What was remarkable in the Lok Sabha outcome was that though the Congress was a divided house it could put up a good performance because either the dissident leaders within the party or nominees backed by them managed to secure victories on the Congress ticket. In the absence of a unified opposition, the elections may end up being a Congress versus Congress affair eventually, commented a political observer. In the past five years, the Left was probably the only credible opposition in Haryana. The stranglehold of caste politics meant that the Left could not make its presence in the Assembly. However, it is recognised, though only in a few circles, that it is only the Left that has been speaking up for government employees and workers in the unorganised sector and protesting against the rising crime rate and the undemocratic fiats of the khap panchayats

The Communist Party of India (Marxist), or the CPI(M), and the Communist Party of India (CPI) are contesting the elections together, 11 and eight seats respectively. The Left parties had urged the BSP and the HJC to form a common platform for the Lok Sabha elections, though nothing came of it.

The Congress, therefore, seems set for a smooth run. Yet, it is not as if there is no resentment against the government. One political observer said: Not a single unit of electricity was added in his [Hoodas] tenure and the land acquired for setting up six SEZs [special economic zones] was not developed. Compensation for land acquired for industry is also a major issue. There have been complaints about the implementation of the National Rural Employment Guarantee Scheme.

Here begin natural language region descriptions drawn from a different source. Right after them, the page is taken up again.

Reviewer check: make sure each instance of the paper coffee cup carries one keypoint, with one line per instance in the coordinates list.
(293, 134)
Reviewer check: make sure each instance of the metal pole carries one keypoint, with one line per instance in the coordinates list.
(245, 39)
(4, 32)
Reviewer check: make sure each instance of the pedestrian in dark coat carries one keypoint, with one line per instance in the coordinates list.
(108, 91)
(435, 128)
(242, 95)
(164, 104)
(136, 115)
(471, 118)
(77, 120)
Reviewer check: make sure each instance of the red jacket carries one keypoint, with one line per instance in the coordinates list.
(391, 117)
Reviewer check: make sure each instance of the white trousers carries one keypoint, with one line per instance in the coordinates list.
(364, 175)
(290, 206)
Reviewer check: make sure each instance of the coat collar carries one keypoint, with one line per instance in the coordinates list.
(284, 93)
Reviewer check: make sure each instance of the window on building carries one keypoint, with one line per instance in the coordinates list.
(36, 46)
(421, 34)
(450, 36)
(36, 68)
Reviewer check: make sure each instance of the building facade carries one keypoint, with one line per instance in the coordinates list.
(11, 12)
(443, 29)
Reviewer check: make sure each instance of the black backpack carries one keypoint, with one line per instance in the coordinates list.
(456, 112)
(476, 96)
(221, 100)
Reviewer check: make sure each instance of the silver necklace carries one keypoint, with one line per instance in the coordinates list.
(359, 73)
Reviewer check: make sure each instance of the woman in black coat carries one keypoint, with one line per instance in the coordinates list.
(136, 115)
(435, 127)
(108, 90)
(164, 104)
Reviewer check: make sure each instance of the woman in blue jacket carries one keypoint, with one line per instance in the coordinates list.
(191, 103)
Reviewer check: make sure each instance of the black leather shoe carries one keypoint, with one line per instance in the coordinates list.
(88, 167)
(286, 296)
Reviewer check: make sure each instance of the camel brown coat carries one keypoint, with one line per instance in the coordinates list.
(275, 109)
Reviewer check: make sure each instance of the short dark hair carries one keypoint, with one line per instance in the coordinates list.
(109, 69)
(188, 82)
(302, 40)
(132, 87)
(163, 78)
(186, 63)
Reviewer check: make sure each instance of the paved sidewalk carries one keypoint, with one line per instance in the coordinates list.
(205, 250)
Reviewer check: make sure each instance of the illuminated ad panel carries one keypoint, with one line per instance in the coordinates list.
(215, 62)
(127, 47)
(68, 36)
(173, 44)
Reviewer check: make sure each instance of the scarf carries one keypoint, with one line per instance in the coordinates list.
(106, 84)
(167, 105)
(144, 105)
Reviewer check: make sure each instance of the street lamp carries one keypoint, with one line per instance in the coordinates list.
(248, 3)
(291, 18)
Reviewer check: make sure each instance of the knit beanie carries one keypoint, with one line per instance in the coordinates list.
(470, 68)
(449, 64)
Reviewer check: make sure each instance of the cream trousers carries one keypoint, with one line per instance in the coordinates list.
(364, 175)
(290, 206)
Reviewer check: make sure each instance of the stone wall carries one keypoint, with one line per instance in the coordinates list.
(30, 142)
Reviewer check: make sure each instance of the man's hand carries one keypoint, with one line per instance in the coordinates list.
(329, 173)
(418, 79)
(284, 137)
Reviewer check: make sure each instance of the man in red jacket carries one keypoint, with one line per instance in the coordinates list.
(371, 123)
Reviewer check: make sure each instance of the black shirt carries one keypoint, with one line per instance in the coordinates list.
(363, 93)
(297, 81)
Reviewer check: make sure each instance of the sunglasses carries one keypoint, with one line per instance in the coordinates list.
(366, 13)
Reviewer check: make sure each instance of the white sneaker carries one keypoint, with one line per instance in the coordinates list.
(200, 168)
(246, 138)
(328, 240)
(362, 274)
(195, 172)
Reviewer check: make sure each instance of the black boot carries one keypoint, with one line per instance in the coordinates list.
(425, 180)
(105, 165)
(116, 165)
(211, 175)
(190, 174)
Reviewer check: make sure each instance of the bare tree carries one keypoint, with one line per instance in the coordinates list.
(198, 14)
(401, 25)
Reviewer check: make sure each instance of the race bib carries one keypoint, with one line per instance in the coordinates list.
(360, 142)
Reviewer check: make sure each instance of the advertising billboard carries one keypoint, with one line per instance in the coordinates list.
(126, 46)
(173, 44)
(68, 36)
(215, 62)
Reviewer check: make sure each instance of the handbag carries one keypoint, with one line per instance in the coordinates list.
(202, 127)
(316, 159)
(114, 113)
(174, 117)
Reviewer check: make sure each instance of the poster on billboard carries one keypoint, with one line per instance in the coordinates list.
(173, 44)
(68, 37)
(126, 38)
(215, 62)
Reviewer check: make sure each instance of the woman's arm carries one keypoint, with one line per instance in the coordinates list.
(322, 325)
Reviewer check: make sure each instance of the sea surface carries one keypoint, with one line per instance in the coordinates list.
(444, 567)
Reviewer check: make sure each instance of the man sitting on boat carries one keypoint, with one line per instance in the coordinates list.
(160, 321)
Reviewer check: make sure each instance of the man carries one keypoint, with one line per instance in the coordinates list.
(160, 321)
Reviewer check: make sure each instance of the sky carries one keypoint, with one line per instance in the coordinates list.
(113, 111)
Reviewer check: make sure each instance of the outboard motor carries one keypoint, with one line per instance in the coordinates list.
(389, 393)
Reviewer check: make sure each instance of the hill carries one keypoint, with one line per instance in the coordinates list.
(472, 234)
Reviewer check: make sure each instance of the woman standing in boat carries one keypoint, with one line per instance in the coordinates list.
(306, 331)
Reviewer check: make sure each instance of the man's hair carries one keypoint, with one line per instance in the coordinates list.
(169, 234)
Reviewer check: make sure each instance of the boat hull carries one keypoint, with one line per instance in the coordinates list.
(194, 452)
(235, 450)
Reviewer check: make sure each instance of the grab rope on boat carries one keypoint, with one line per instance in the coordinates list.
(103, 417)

Peasants are believed to be unhappy with the reduced rates of compensation for crop failure announced by the government.

Almost throughout the summer, the Congress carried out a media campaign and successfully pushed under the carpet real issues such as the distress of the peasantry, the effects of the prolonged drought, the lowered prospects of the kharif crop because of untimely and excessive rains, and the spiralling crime situation.